Corn Snow - Large ice-like granules which are loose during above freezing temperatures and which freezes together during below freezing temperatures. Corn snow is usually a product of the above/below freezing cycle of temperatures typical of spring days. Large ice-like granules which remain frozen together in extended cold periods, or chunks of ice created by incomplete grooming or icy surfaces are not characteristic of corn snow.
Frozen Granular - Granular snow which was once wet and which has frozen together forming a rather solid or crusty-textured surface. It can return to loose granular after thawing or being worked by a grooming machine, or from the effects of skier traffic breaking up the crust. Frozen granular snow will support a ski pole stuck into it. However, if the pole makes ice chips and the surface will not support the pole, the surface is icy.
Hard Pack - Hard pack snow is a dense snow condition harder than packed powder and softer than ice.
Icy Patches/Icy Surfaces - Ice represents a hard, glazed surface usually created by freezing rain or old surface snow melting and quickly re-freezing again or by ground water seeping up into the snow and freezing. Also may describe a very wet surface that has been skied into a smooth surface while above-freezing temperatures are existent and then rapidly dropping temperatures occur. When broken, ice breaks into chunks rather than granules. "Patches" describe localized occurrences of "ice" "surface" describes a more prevailing icy condition on the trail.

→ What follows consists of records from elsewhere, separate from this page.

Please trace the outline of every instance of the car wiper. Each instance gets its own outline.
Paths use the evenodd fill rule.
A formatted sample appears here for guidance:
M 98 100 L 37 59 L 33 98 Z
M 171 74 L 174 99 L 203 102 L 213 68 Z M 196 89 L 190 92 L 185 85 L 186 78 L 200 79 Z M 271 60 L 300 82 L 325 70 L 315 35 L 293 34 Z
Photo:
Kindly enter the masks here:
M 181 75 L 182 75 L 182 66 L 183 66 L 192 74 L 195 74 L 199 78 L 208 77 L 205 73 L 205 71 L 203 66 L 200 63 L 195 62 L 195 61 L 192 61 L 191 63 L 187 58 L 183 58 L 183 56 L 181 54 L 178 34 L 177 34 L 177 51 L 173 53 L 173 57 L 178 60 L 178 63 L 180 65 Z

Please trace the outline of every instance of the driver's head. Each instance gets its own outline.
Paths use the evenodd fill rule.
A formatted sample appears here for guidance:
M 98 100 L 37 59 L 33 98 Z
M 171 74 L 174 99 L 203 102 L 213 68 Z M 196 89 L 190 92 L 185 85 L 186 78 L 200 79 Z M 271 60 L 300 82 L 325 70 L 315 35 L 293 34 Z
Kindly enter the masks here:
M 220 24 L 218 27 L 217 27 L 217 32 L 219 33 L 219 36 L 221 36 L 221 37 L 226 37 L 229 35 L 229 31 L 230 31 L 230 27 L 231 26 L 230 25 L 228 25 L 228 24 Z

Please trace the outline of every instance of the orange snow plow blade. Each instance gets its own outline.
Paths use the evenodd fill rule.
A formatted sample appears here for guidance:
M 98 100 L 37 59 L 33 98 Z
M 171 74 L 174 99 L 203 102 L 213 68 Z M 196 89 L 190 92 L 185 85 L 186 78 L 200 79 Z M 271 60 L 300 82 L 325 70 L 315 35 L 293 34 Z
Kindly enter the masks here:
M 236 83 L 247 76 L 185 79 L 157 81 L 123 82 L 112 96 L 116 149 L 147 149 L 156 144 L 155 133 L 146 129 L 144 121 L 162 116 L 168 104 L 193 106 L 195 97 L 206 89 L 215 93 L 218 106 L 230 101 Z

Loose Granular - Loose granules similar to rock salt, usually formed after a powder snow thaws, re-freezes and crystallizes; or an accumulation of sleet. Loose granular also may characterize surface conditions produced by machine conditioning of frozen granular or icy surfaces.
Machine Groomed - A term always used in adjunct to another reported condition. It defines a surface that has been prepared, manipulated or groomed by mechanical means. Example: MGPP Machine Groomed Packed Powder
Mogul - The result of a surface that has not been prepared, manipulated or groomed by any mechanical means.
Powder - New snow generally of a dry and fluffy consistency. Will not make a snowball easily.
Packed Powder - Loose powder snow compacted by rollers, drags or other mechanical apparatus or by means of skier traffic, to a state which leaves little air space between particles. It is no longer fluffy, but it is not so extremely compacted that it is hard and icy.
Roto-tilled - A surface definition that specifically results when the snow is prepared in a certain manner. A roto-tiller operates by scarifying the snow surface; in doing so it lays down a new surface of uniform regularity.
Spring Conditions - This term is used to characterize the wide variety of surface conditions which result from the alternate freezing and thawing of snow cover in the spring weather. This term in used in place of other terms when the usual surface descriptions can not accurately or completely describe the situation; that is when no single surface type covers at least 50% of the skiable surface of a trail.
Thin Cover - Indicates that the cover that currently exists will decline in quality due to skier traffic and break through to the underlying trail surface. "Thin Cover" indicates that bare spots are anticipated to develop in the area during the day.
Variable - A wide variety of conditions which can not accurately or completely be described using usual terminology, such as when no single surface type predominates.
Wet Granular - Loose or frozen granular snow which has become wet after a thaw or from a rainfall.
Wet Powder - Powder snow that is wet when it falls, (you can easily make a snowball), or dry powder that becomes wet as the temperature rises above freezing or is dampened by rain.